Key messages • Total confirmed COVID cases (deaths) in BC = 1,291 (43). • Current number of affected facilities in BC = 21 (10 VCH; 11 FHA). • Number of new cases reported has decreased since March 30 and number of tests conducted has decreased since March 28 with the proportion positive showing a recent increase. This may be affected by the testing guidelines implemented on March 16 and the targeting of higher risk groups. • Proportions of cases hospitalized and fatal have remained stable. • Proportion of recovered cases is stable. • Deaths, hospitalizations, and ICU admissions are more common among older age groups.
“We are announcing 25 new cases, for a total of 1,291 cases in British Columbia.
“Every health region in British Columbia has patients with COVID-19: 603 are in the Vancouver Coastal Health region, 458 are in the Fraser Health region, 79 are in the Island Health region, 128 are in the Interior Health region and 23 are in the Northern Health region.
“We are saddened to report a further four COVID-19 related deaths in the Vancouver Coastal and Fraser health regions for a total of 43 deaths in British Columbia. We offer our condolences to everyone who has lost their loved ones.
“There have been no new long-term care facility outbreaks in the last day. Vancouver Coastal and Fraser health teams continue to provide support to the affected long-term care and assisted-living facilities, which have a combined 213 cases of COVID-19.
“To date, 805 people who had tested positive for COVID-19 have recovered and no longer require isolation.
“Of the total COVID-19 cases, 138 individuals are hospitalized, and 66 of those are in intensive care. The remaining people with COVID-19 are recovering at home in self-isolation.
“Starting tomorrow and over the coming days, British Columbians of many faiths, along with millions around the world, will be celebrating major religious holidays in ways that many have never experienced before.

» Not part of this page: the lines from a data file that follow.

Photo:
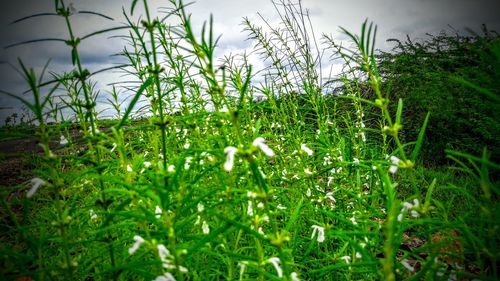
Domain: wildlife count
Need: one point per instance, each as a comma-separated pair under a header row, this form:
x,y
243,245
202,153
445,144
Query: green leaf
x,y
420,139
399,111
134,101
134,2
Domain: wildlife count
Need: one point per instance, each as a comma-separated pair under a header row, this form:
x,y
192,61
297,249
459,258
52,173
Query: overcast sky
x,y
395,19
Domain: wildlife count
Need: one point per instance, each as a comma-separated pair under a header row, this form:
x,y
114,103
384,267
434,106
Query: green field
x,y
224,178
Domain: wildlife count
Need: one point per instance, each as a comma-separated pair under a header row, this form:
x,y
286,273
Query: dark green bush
x,y
442,75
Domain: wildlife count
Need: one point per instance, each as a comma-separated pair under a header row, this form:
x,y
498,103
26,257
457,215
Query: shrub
x,y
430,76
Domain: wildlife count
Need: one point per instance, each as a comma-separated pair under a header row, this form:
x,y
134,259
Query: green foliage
x,y
441,75
214,185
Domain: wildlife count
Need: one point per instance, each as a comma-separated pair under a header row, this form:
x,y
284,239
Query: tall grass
x,y
216,185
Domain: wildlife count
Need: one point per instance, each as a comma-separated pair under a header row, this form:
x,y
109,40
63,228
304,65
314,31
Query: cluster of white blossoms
x,y
165,257
63,141
231,151
411,207
306,149
36,183
321,233
394,164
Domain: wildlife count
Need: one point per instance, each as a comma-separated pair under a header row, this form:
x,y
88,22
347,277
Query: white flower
x,y
63,141
200,207
165,277
158,212
243,266
400,217
394,167
35,184
321,233
415,202
275,261
187,163
407,265
93,215
414,214
163,252
138,241
230,152
205,228
306,149
347,259
260,143
250,209
353,220
407,205
171,168
308,192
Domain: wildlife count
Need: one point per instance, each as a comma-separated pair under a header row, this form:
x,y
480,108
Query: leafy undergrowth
x,y
289,188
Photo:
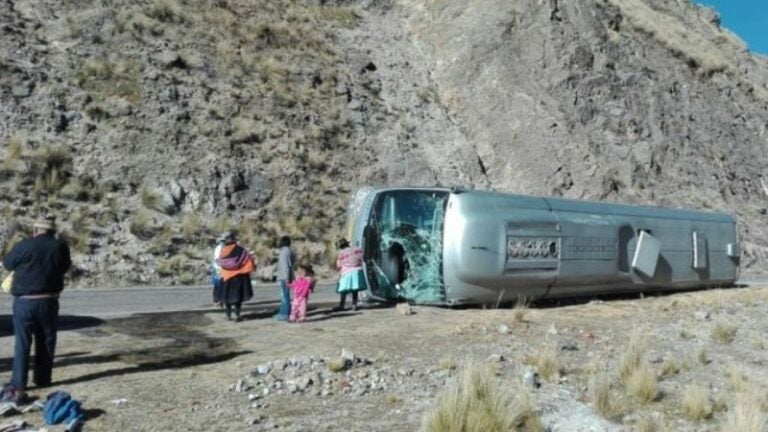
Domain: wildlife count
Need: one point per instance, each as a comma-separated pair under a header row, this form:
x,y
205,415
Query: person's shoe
x,y
13,395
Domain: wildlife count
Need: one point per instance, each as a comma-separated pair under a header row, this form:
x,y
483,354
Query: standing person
x,y
236,265
216,273
301,287
39,264
285,263
350,264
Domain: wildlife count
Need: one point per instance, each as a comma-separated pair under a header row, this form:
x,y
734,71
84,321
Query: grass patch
x,y
14,150
172,266
448,364
696,404
103,78
477,402
140,225
633,355
604,400
152,200
521,309
747,415
669,368
545,361
709,56
736,379
723,332
643,385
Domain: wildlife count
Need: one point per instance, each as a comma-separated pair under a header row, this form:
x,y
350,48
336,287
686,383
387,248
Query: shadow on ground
x,y
184,345
66,322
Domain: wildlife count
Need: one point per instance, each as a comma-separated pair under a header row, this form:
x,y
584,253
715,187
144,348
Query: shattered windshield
x,y
408,256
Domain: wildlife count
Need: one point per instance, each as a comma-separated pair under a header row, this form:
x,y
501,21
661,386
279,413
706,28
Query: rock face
x,y
149,128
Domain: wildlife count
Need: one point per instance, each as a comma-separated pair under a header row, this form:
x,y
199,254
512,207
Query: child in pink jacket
x,y
301,287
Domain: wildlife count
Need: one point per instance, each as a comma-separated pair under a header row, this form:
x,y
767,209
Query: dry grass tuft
x,y
696,404
736,379
604,401
520,310
723,332
709,55
647,424
545,361
633,355
669,367
447,364
170,267
643,385
748,414
478,403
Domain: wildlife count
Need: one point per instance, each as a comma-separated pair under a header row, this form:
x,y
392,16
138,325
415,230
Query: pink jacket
x,y
302,287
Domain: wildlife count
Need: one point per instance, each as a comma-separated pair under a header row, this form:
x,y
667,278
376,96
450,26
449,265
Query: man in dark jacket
x,y
39,264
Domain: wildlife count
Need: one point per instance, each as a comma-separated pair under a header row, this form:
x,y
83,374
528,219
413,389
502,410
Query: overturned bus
x,y
454,246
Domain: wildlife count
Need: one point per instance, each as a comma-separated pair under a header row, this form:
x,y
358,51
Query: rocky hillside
x,y
150,126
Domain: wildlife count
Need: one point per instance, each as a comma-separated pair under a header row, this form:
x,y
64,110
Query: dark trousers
x,y
38,318
343,300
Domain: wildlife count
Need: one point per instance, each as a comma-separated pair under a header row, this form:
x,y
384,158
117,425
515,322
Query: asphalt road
x,y
110,303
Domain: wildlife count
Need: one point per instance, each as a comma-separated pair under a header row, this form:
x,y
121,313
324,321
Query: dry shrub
x,y
545,361
521,309
604,400
647,424
643,385
14,150
191,226
723,332
478,403
748,414
669,367
736,379
673,33
447,364
696,404
633,355
171,266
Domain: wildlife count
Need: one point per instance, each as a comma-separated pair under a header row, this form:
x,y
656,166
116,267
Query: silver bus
x,y
455,246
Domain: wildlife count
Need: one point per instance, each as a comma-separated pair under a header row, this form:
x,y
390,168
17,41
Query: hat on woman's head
x,y
45,223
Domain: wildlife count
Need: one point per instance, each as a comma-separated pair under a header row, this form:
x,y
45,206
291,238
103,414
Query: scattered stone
x,y
348,355
496,358
404,309
552,329
568,346
531,378
241,386
22,90
338,364
303,383
264,368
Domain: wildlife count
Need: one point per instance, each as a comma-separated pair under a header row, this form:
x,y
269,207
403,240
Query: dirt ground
x,y
177,372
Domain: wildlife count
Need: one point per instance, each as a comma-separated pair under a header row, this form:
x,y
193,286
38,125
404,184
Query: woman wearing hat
x,y
350,266
236,265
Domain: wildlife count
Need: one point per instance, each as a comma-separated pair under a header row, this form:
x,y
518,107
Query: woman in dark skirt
x,y
236,265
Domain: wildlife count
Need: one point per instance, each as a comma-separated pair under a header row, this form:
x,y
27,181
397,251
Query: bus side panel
x,y
478,231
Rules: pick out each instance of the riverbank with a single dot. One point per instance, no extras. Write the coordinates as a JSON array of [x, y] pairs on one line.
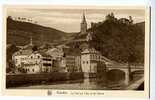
[[15, 80]]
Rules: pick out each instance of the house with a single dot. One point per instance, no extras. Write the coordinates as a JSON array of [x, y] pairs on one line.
[[33, 62], [92, 61]]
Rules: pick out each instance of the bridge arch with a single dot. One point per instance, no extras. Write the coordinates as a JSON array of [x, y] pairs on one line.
[[116, 75]]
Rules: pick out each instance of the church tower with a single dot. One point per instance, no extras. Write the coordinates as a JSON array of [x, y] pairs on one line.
[[31, 41], [83, 24]]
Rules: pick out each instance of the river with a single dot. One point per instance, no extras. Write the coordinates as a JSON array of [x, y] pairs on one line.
[[82, 84]]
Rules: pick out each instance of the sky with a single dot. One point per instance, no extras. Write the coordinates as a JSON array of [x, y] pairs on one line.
[[68, 19]]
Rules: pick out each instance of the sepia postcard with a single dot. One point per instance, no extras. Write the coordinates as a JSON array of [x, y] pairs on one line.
[[76, 50]]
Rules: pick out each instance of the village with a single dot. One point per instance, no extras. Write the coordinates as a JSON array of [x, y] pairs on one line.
[[58, 58], [74, 59]]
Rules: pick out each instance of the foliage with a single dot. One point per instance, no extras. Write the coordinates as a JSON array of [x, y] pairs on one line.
[[119, 40]]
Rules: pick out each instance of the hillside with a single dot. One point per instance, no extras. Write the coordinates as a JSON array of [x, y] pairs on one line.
[[120, 41], [19, 33]]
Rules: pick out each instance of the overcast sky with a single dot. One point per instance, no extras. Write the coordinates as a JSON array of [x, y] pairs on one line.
[[68, 20]]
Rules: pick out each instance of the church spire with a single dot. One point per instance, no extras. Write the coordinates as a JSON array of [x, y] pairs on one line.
[[83, 24], [84, 18]]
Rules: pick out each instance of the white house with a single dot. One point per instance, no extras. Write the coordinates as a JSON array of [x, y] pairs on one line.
[[92, 61]]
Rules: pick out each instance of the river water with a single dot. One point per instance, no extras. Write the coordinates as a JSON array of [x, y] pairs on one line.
[[82, 84]]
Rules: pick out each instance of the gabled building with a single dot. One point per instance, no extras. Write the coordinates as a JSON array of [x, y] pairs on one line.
[[92, 62]]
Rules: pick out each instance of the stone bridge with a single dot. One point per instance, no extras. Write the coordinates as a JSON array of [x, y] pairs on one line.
[[128, 70]]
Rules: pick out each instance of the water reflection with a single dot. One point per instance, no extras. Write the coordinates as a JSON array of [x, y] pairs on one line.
[[82, 84]]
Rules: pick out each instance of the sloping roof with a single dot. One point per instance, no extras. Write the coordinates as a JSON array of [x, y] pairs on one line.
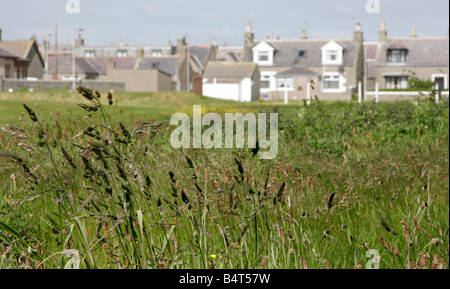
[[288, 52], [21, 48], [229, 70], [297, 71], [165, 64], [421, 51], [6, 54], [101, 63], [65, 65], [201, 52]]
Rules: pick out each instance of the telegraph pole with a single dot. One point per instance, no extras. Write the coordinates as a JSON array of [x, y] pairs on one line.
[[56, 51]]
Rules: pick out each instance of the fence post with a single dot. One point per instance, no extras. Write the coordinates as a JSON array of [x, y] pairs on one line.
[[376, 93], [308, 93], [359, 92]]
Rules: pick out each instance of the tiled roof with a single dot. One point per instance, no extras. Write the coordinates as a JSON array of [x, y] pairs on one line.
[[421, 51], [297, 71], [288, 52], [21, 48], [101, 63], [201, 52], [164, 64], [6, 54], [229, 70], [65, 65]]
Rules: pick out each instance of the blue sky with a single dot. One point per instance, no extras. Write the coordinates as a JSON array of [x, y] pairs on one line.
[[156, 22]]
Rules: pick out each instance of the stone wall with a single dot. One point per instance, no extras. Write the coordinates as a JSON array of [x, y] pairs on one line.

“B.C.’s faith leaders have taken the challenge of maintaining physical distance to heart and are using these holidays as an opportunity to reinforce our commitment to showing kindness and care for our communities.
“We call on faith leaders, followers and congregations to pay special attention to our Elders and seniors to ensure we protect them by connecting safely from a distance.
“We know many people must manage chronic diseases and other health issues. We encourage people to continue to connect with their primary care provider or family physician for ongoing care. Phone and virtual resources are available for everyone.
“This long weekend, we need to stay home, to stay in our communities and to stay at a safe physical distance from others when outside. Avoiding unnecessary travel, particularly to smaller communities, where they may be unable to support you if you get sick and where they have fewer resources, is an important way we can protect ourselves and our loved ones.
“Let’s continue to stand united, to stay strong and do all we can to flatten the curve.”